Injury Prevention Tips from Dr. Agree

Date: August 07, 2012

Prevention is key to keeping your child healthy so that he or she can play the entire sports season. Of course, accidents can always happen in sports, but here a few steps tips to reduce the likelihood.

Dr Robert Agree practices sports medicine at the Trinity Medical Center.
If you need a doctor referral, call Trinity Medical Center's Physician Referral Line at 1-877-TMC-1232.


Wear Protective Gear

Protective gear refers to any type of sports accessories that helps keep an athlete from getting hurt. The gear often depends on the type of sport. Helmets are the most common protective gear. Make sure your child wears the right helmet for the sport he or she is participating in. The helmet should fit snugly but comfortably, and if it has a strap, it should be fastened; otherwise, the helmet will not remain securely on the head. Other sports require eye protection, mouth guards, pads, wrist, elbow and knee guards, and a protective cup for boys.

Warm Up

It's not a good idea to dart into a game and start playing cold. Stretching and warm up activities should take place before the action begins. Warm-ups that last 15 to 30 minutes and include slow, gradual stretching help lengthen the muscles and increase blood flow and muscle temperature. That way, the muscles are ready to go and are less likely to get hurt.

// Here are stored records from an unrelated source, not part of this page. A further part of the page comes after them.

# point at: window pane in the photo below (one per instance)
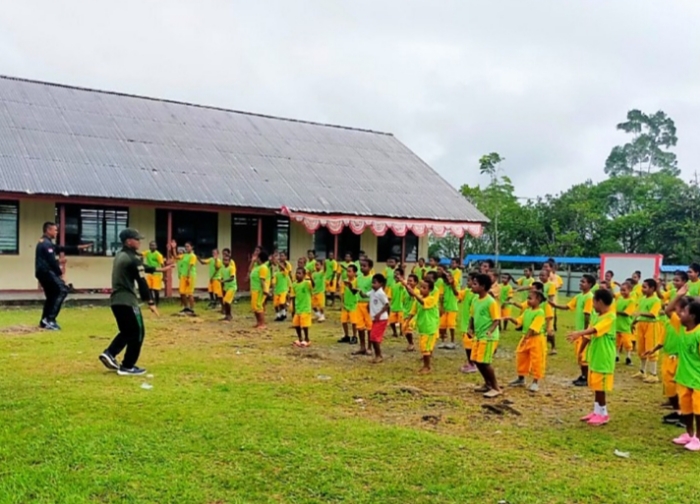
(93, 224)
(9, 227)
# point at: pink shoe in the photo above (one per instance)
(683, 439)
(598, 420)
(694, 444)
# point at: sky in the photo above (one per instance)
(542, 82)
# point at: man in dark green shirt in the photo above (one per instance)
(128, 270)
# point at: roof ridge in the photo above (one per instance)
(189, 104)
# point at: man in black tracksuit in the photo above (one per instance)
(47, 270)
(128, 269)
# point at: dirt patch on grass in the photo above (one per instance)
(18, 330)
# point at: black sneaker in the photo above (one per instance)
(581, 381)
(109, 361)
(672, 418)
(134, 371)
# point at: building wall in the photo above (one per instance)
(86, 272)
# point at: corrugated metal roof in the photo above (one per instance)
(62, 140)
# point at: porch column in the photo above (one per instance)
(168, 274)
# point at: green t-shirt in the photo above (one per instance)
(428, 317)
(281, 281)
(694, 288)
(302, 297)
(228, 272)
(580, 310)
(688, 373)
(389, 275)
(350, 298)
(319, 282)
(649, 305)
(529, 316)
(601, 352)
(449, 300)
(331, 267)
(464, 311)
(154, 260)
(397, 293)
(364, 285)
(623, 323)
(484, 312)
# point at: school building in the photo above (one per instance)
(96, 162)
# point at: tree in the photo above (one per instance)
(645, 153)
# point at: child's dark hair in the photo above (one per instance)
(379, 278)
(590, 279)
(484, 280)
(540, 296)
(651, 283)
(604, 296)
(681, 274)
(694, 310)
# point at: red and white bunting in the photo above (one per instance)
(380, 225)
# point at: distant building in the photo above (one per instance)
(97, 161)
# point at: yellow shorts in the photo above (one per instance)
(426, 343)
(448, 320)
(257, 300)
(364, 321)
(647, 338)
(689, 400)
(301, 320)
(350, 317)
(408, 326)
(186, 286)
(624, 341)
(467, 341)
(483, 350)
(155, 282)
(599, 382)
(669, 365)
(229, 295)
(318, 301)
(215, 288)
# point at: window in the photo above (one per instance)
(275, 234)
(9, 227)
(324, 242)
(389, 245)
(93, 224)
(199, 228)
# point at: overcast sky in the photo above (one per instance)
(542, 82)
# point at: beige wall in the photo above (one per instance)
(85, 272)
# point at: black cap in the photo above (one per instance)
(130, 234)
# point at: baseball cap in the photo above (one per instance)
(130, 234)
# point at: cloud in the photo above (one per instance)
(542, 82)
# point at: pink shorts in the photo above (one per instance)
(376, 334)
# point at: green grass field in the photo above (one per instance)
(236, 415)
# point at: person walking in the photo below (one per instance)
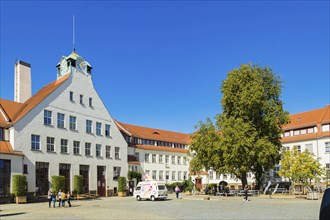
(49, 197)
(53, 196)
(68, 198)
(59, 197)
(246, 193)
(177, 191)
(63, 197)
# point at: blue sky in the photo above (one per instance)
(161, 63)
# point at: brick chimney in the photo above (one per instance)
(23, 88)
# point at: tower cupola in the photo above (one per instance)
(75, 61)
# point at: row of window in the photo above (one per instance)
(154, 143)
(159, 158)
(175, 175)
(309, 147)
(76, 147)
(48, 120)
(81, 99)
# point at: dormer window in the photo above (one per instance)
(81, 99)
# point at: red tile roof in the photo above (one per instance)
(154, 134)
(15, 111)
(310, 118)
(161, 148)
(6, 148)
(132, 160)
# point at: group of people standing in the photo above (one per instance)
(62, 197)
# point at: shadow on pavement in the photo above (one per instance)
(11, 214)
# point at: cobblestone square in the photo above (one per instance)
(187, 207)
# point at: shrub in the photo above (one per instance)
(122, 184)
(78, 184)
(19, 185)
(58, 182)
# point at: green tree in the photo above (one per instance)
(205, 149)
(247, 134)
(300, 168)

Know the Rules of the Game

Just as traffic laws prevent car crashes when drivers follow the rules, same principle applies for sports. When players know the rules of the game — what's legal and what's not — fewer injuries happen, and your child and teammates know what to expect from one another. For instance, most sports (except for football) discourage tackling another athlete to get the ball. It's legal — and safer — to go after the ball rather than the player. Your child's coach will teach the rules of the game, but parents can help by preaching good sportsmanship and teamwork. It helps to understand the plays that pertain to each sport and the role each player has in that play.

Watch Out for Others

Some rules are there simply to protect other players and to enforce courtesy. For instance, in baseball or softball, the batter can't fling the bat after hitting the ball and heading for first base. He or she must drop it so that it doesn't hit anyone. One way to watch out for others is to communicate on the field. For instance, a baseball player in the outfield might yell, “I've got it” to avoid a collision with another outfielder. Listening to the coach during a game also can help keep you safe.

Don't Play When You're Injured

If your child loves sports, it's tempting to want to get right back in the game after an injury. But playing when you're hurt — or before an injury has sufficient time to fully heal — is a bad idea. It can lead to an even worse injury that might sideline your child for a long time. See a doctor for any injury and follow his or her advice about how and when your child can return to practice and to the field of play.